Score:1

What exactly is the nginx request_uri?

pk flag

I'm trying to understand the $request_uri variable in nginx configuration. The documentation says

full original request URI (with arguments)

To me that seems to be totally unambiguous - it should be the entire requested URI, including the host and protocol. But in actual usage, it seems to only include the path & query arguments. Is there any authoritative source that says exactly what nginx considers to be a request_uri? I can't find any further references in the documentation, and I tried to get it out of the source code, but there are no comments and it's hard to understand the overall structure.

Score:3
jp flag

The Request-URI does not refer to the RFC 3986 URI, but is a term from RFC 2616, 5.1.2 HTTP/1.1 draft standard from 1999.

The Request-URI in RFC 2616 could have been any of:

Request-URI = "*" | absoluteURI | abs_path | authority

Here, the absoluteURI is equivalent with the RFC 3986 URI, and mainly used in HTTP proxys. Søren Løvborg explains in an answer on Stack Overflow why it is not necessary to have the full URI in this context:

In normal HTTP requests, the URL scheme and host have already been handled by the time the request is sent (and the URL fragment does not exist at the HTTP protocol level at all), meaning the Request-URI is a path-absolute-URL string, possibly followed by ? and a URL-query string.

Request-URI seems to be replaced with the (more unambiguous) term Request Target in RFC 7230, 3.1.1 proposed standard from 2014, where a Request Line...

begins with a method token, followed by a single space (SP), the request-target, another single space (SP), the protocol version, and ends with CRLF.

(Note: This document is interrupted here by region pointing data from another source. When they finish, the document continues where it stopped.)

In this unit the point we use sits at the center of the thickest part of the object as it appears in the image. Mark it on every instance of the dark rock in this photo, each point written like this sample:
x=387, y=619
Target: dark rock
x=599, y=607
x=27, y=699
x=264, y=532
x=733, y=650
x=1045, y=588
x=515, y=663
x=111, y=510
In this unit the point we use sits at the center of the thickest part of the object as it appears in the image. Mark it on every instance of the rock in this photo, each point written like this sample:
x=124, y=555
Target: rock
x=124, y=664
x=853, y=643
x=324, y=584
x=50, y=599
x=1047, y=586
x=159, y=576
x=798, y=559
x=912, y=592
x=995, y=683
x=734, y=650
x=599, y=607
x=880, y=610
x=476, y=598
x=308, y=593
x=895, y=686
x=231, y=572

request-line = method SP request-target SP HTTP-version CRLF

The Request Target term is also used in the RFC 9110, 7.1 of the Internet Standard (June 2022); URI References are defined in RFC 9110, 4.1.

preferred_anon avatar
pk flag
Thanks for the references! Is it safe to assume that "Request-URI" always refers to the path, args, etc. or is it genuinely ambiguous? As for the justification, that does make sense.